Translating the whole expression we get:
* Either `POINT ` or `(` or `)`.
So, any character strings which matched these patterns were removed.
## View the Cleaned Data
View some of the location data. Show the first few rows.
```{r}
options(pillar.sigfig = 7)
wa_wqi %>% select(`Location 1`, lon, lat) %>% head()
```
## Check Ranges: Summary
```{r}
wa_wqi %>% select(Year, `Location 1`, lon, lat) %>% summary()
```
It looks the Min. `Year` is a longitude, the Max. `lon` is a latitute and
the Max. `lat` is a Year.
## Check Ranges: Count
Count the number unique `lon` per `Station` where Year is less than zero.
```{r}
wa_wqi %>% filter(Year < 0) %>% group_by(Station, Year, lon) %>%
summarize(Count = n()) %>% knitr::kable()
```
There are 4 Stations with 19 rows (Years) per location that have values in
the wrong columns.
## Investigate Errors: List Stations
Get a list of the Stations with values in the wrong columns.
```{r}
error_sta <- wa_wqi %>% filter(Year < 0) %>% select(Station) %>% unique() %>%
pull(Station)
error_sta
```
## Investigate Errors: List Locations
List the affected stations and their locations in a table. Show the first
few rows.
```{r}
wa_wqi %>% filter(Station %in% error_sta) %>%
select(Year, `Location 1`, lon, lat) %>% head() %>% knitr::kable()
```
## Fix Errors
For these Stations, it appears that we need move `lat` values to `Year`,
`Year` to `lon`. and `lon` to `lat`.
```{r}
wa_wqi[wa_wqi$Year < 0, c('Year', 'lon', 'lat')] <-
wa_wqi[wa_wqi$Year < 0, c('lat', 'Year', 'lon')]
```
We could have also swapped these by column index, but doing so by name is
more clear and less error prone.
## Verify Changes: List Locations
List the affected stations and their locations in a table.
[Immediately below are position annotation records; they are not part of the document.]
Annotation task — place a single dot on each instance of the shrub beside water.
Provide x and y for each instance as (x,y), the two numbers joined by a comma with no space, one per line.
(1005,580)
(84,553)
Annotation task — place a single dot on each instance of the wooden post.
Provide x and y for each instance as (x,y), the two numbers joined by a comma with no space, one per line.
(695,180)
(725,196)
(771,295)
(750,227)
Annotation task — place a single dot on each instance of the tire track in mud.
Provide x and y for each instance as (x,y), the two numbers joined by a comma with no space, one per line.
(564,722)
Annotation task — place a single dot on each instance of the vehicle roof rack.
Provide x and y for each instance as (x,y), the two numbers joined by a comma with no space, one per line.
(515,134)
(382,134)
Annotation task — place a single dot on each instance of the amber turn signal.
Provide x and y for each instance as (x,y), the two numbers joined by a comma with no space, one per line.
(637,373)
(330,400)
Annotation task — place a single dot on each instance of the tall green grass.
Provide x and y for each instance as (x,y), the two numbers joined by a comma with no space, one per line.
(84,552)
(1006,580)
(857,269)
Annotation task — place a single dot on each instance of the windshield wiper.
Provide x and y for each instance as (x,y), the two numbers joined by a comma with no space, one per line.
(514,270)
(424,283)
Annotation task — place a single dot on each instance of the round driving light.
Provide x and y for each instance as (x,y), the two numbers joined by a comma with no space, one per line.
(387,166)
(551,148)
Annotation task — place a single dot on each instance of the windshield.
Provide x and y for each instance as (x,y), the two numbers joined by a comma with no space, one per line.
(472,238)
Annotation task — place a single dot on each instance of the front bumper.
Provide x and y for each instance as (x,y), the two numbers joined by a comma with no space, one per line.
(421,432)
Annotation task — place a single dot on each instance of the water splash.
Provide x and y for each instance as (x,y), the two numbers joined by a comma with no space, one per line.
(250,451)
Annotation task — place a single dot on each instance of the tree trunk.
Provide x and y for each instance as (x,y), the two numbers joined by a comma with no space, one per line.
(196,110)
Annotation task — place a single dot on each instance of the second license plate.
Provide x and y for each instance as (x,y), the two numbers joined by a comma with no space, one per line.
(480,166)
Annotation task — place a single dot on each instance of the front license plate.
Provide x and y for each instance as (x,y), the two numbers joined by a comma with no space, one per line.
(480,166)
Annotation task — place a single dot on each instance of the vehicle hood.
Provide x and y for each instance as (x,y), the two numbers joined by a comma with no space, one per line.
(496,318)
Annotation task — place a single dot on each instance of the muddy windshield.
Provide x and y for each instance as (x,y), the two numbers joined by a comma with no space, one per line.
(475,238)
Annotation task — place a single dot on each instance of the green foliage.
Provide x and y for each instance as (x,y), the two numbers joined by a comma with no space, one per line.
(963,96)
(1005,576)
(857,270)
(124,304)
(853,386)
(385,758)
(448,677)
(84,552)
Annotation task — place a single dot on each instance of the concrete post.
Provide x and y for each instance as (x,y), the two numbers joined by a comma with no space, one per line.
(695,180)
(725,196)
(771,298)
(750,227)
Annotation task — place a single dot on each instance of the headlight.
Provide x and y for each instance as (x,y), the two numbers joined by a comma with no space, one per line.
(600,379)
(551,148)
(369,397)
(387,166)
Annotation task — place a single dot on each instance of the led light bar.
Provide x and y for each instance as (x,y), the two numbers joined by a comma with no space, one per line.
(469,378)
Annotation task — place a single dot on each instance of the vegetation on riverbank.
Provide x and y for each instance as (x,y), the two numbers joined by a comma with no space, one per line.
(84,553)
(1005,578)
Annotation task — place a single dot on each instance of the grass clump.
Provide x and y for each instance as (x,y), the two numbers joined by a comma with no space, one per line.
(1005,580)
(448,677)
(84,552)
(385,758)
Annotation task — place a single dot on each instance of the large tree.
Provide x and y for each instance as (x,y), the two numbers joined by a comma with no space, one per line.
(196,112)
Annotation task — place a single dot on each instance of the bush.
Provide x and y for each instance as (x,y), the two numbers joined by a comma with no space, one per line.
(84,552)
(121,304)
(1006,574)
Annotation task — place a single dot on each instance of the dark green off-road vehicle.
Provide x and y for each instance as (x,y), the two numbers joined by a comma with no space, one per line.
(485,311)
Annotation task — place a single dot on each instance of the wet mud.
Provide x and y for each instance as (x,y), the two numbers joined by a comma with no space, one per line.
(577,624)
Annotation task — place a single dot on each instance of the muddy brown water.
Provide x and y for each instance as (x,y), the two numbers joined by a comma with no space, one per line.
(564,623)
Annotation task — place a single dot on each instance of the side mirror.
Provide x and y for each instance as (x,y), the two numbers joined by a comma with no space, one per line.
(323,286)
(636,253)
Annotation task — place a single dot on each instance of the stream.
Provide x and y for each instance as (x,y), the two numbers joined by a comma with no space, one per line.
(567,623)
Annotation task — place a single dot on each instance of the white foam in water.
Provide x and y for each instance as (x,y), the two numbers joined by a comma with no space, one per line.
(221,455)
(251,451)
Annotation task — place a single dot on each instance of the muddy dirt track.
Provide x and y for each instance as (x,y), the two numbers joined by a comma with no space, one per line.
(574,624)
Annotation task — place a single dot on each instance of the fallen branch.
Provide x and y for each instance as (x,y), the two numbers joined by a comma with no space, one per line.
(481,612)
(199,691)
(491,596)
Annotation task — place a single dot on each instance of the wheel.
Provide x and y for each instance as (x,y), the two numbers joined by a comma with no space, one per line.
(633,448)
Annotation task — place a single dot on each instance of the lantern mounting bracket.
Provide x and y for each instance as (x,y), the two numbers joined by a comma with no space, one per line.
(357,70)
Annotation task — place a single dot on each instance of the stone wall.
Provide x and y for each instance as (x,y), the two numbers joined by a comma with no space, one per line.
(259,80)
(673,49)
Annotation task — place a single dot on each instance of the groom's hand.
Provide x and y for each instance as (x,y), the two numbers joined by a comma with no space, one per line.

Show the first few
rows.
```{r}
wa_wqi %>% filter(Station %in% error_sta) %>%
select(Year, `Location 1`, lon, lat) %>% head() %>% knitr::kable()
```
## Verify Changes: Summary
Show a summary of the ranges of values for the affected variables.
```{r}
wa_wqi %>% select(Year, `Location 1`, lon, lat) %>% summary()
```
## Create a Map
Define a boundary box.
```{r}
height <- max(wa_wqi$lat) - min(wa_wqi$lat)
width <- max(wa_wqi$lon) - min(wa_wqi$lon)
bbox <- c(
min(wa_wqi$lon) - 0.15 * width,
min(wa_wqi$lat) - 0.15 * height,
max(wa_wqi$lon) + 0.15 * width,
max(wa_wqi$lat) + 0.15 * height
)
names(bbox) <- c('left', 'bottom', 'right', 'top')
```
Make a map base layer of "Stamen" tiles.
```{r}
map <- suppressMessages(
get_stamenmap(bbox, zoom = 8, maptype = "toner-background"))
```
Make the map image from the tiles using `ggmap`.
```{r}
g <- ggmap(map, darken = c(0.3, "white")) + theme_void()
```
## Add to the Map
Add points, a legend, and a title to the map.
```{r}
wa_wqi_2013 <- wa_wqi %>% filter(Year == 2013)
g <- g + geom_point(aes(x = lon, y = lat, fill = `Overall WQI`),
data = wa_wqi_2013, pch = 21, size = 3) +
scale_fill_gradient(name = "WQI", low = "red", high = "green") +
ggtitle(label = paste("Washington State",
"River and Stream Water Quality Index (WQI)", sep = " "),
subtitle = paste("Source: River and Stream Monitoring Program,",
"WA State Department of Ecology (2013)")) +
theme(legend.position = c(.98, .02), legend.justification = c(1, 0))
```
## View the Map
```{r view_map, fig.height=5, fig.width=7, echo=FALSE}
g
```
## Exercises
A. Look more carefully at this dataset and see if there are other errors which
you could fix. For example, we did not examine all of the variables. Are there
other variables which have unexpected values? How would you fix those?
B. What alternatives to the regular expression `POINT |[()]` could we use?
C. Instead of reading the file directly from the web, how could we download
the file first? How could we code so we only download the file if we do not
already have a local copy of it?
D. Consider downloading a different dataset and import, clean, and plot the data.
For example, compare your results with the [Annual 2013 Water Quality Index Scores](https://catalog.data.gov/dataset/annual-2013-water-quality-index-scores-4d1fd)
dataset from `data.gov`. Do you see any differences? How would you account for them? Check for incorrect values as we did earlier in this tutorial. Try to
fix any obvious errors. What errors did you find and how did you find and fix
them? Or were there no errors? How can you be sure?